Il pensiero kantiano domina ampiamente nella filosofia moderna e contemporanea e, come diceva il poeta Schiller, « Kant ha nutrito un gran numero di mendichi come un ricco generoso ». Grandi mendichi come Fichte, Schelling, Hegel, Husserl, etc. e mendichi anonimi che non vogliono riconoscere esplicitamente il loro benefattore. E' sorprendente constatare che talvolta i libri più studiati, analizzati e che più hanno influito nei due ultimi secoli si chiamano Critica della ragion pura, Critica della ragion pratica e Critica del Giudìzio. Con le sue tre Critiche Kant ha condizionato tutto il pensiero moderno. La sua architettonica del sapere umano, la sua teoria critica della realtà, la sua concezione etica e la instaurazione antropologica della sua metafìsica stanno alla base della mentalità moderna. Nel pensare da se stesso, determinarsi da se stesso e realizzare da se stesso consiste la radicale eticità della filosofìa kantiana. Quando si studia e si analizza la totalità dell'opera di Kant emergono immediatamente grandi problemi. Uno di questi è la libertà, che forse è il problema fondamentale di tutto il pensiero kantiano. Come è possibile la libertà? Tutta l'etica kantiana è una risposta a questo interrogativo. Nei suoi scritti la libertà si presenta come una grande questione e come un problema limite. Il mondo etico trascende il mondo delle apparenze o del fenomeno per aprirsi al mundus intellegibilis o noumenale. Non si tratta di recuperare con la ragione pratica quello che la ragion pura ha distrutto, come si sente ripetere frequentemente, bensì di captare e di comprendere come realtà vera quel che la ragion pura ha dichiarato possibile.
Con grande acume dice Ortega y Gasset che «l'etica in Kant si fa patetica e si carica della emozione religiosa di cui è priva una filosofia senza teologia ». Tuttavia l'etica si presenta come autentica ed essenziale disciplina dell'universo filosofico, dalla quale mai si può prescindere o rinunciare e nella quale in un modo o in un altro si pensa anche in quei casi nei quali si pretende negarla.

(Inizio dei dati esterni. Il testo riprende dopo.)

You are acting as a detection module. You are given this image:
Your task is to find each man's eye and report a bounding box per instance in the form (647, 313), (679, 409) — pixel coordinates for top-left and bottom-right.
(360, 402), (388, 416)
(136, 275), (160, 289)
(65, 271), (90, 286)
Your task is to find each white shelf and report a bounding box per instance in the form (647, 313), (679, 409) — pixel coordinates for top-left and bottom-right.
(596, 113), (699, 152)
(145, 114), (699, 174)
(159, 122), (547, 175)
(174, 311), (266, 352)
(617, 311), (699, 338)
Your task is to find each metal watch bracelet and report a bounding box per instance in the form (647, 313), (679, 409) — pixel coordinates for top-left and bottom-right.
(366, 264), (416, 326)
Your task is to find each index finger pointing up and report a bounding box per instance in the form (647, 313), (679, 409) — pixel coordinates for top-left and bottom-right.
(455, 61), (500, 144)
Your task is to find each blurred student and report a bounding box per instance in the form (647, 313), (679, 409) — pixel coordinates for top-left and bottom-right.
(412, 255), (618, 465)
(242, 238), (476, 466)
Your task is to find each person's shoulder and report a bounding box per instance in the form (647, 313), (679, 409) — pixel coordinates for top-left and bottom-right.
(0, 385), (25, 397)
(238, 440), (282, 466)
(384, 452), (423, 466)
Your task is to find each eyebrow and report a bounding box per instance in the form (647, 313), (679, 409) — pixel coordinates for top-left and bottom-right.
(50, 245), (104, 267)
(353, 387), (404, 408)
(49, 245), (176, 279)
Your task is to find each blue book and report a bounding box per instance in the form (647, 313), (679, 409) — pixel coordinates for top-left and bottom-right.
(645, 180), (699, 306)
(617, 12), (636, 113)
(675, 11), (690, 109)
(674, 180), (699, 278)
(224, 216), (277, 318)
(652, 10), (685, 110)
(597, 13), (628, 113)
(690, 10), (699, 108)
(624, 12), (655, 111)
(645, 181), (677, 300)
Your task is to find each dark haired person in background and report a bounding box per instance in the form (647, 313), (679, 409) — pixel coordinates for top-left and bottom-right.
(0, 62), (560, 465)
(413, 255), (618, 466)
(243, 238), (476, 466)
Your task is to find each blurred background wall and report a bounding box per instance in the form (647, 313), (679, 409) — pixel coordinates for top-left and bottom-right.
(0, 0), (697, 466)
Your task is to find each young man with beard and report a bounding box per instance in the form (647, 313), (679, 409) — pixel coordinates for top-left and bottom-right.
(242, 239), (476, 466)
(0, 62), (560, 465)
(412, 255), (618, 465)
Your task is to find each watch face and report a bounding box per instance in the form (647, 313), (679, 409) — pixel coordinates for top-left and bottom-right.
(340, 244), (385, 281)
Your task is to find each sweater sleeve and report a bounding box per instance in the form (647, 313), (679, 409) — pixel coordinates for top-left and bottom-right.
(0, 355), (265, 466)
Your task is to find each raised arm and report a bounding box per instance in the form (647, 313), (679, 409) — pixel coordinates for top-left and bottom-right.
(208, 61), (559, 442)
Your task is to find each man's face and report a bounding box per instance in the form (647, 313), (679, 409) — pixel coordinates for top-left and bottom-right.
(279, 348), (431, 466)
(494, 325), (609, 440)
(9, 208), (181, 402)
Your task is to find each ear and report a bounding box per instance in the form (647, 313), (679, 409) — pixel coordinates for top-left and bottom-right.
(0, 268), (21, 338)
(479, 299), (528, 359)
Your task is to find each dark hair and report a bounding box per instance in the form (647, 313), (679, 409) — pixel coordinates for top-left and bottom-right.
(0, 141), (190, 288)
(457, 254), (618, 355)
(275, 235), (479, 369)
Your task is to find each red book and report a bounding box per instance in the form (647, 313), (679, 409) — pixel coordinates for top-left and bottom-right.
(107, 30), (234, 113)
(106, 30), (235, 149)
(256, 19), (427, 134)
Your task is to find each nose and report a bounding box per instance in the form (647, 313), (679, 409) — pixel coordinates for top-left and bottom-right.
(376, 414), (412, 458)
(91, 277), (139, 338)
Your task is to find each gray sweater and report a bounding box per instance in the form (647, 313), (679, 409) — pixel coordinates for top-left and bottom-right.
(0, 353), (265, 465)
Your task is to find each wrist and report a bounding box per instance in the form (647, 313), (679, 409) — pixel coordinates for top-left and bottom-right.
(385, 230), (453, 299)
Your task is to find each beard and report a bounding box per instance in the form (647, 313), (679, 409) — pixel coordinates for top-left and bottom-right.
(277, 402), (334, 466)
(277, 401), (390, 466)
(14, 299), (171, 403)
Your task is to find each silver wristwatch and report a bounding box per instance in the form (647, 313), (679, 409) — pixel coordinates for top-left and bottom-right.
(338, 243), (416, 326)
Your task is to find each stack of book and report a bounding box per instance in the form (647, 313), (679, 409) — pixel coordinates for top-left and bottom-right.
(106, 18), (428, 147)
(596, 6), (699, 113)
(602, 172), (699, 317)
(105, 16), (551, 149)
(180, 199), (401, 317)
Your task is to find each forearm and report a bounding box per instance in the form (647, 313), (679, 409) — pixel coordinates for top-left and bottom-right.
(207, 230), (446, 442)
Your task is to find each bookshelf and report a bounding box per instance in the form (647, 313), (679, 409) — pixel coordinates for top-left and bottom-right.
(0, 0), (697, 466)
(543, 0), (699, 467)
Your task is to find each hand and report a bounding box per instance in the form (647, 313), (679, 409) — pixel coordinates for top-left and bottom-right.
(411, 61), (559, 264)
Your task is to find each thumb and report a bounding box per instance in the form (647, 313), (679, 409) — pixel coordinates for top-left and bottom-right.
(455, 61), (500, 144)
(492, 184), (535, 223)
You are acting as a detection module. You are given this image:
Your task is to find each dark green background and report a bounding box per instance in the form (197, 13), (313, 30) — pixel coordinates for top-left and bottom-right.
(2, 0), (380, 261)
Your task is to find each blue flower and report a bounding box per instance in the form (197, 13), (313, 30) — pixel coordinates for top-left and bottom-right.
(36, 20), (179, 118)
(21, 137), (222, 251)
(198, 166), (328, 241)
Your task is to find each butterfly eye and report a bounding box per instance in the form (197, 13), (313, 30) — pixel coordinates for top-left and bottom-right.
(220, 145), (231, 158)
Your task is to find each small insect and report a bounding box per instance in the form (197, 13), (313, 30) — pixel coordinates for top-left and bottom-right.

L'etica non è scienza o filosofia dell'essere ma di quél che deve essere o deve farsi. E questo dover essere o dover fare reclama la presenza o il ricorso di tutte le possibilità umane tanto intellettuali come volitive giacché, in ultima analisi, è tutto l'uomo che si sente implicato e complicato nell'azione etica.
Per la celebrazione del secondo Centenario della pubblicazione della Critica della ragion pratica (1788-1988) la Facoltà di Filosofia del Pontificio Ateneo Antonianum di Roma ha organizzato un Seminario sull'etica kantiana, nella sua propria sede nei giorni 23, 24 e 25 novembre del 1988. Ora si pubblicano le relazioni che Professori di diverse Università hanno svolto, ai quali siamo sinceramente grati per i propri contributi sopra diversi aspetti dell'etica di Kant. Ringraziamo nello stesso tempo l'Ambasciata tedesca presso la Santa Sede per il suo contributo economico per la pubblicazione di questo volume.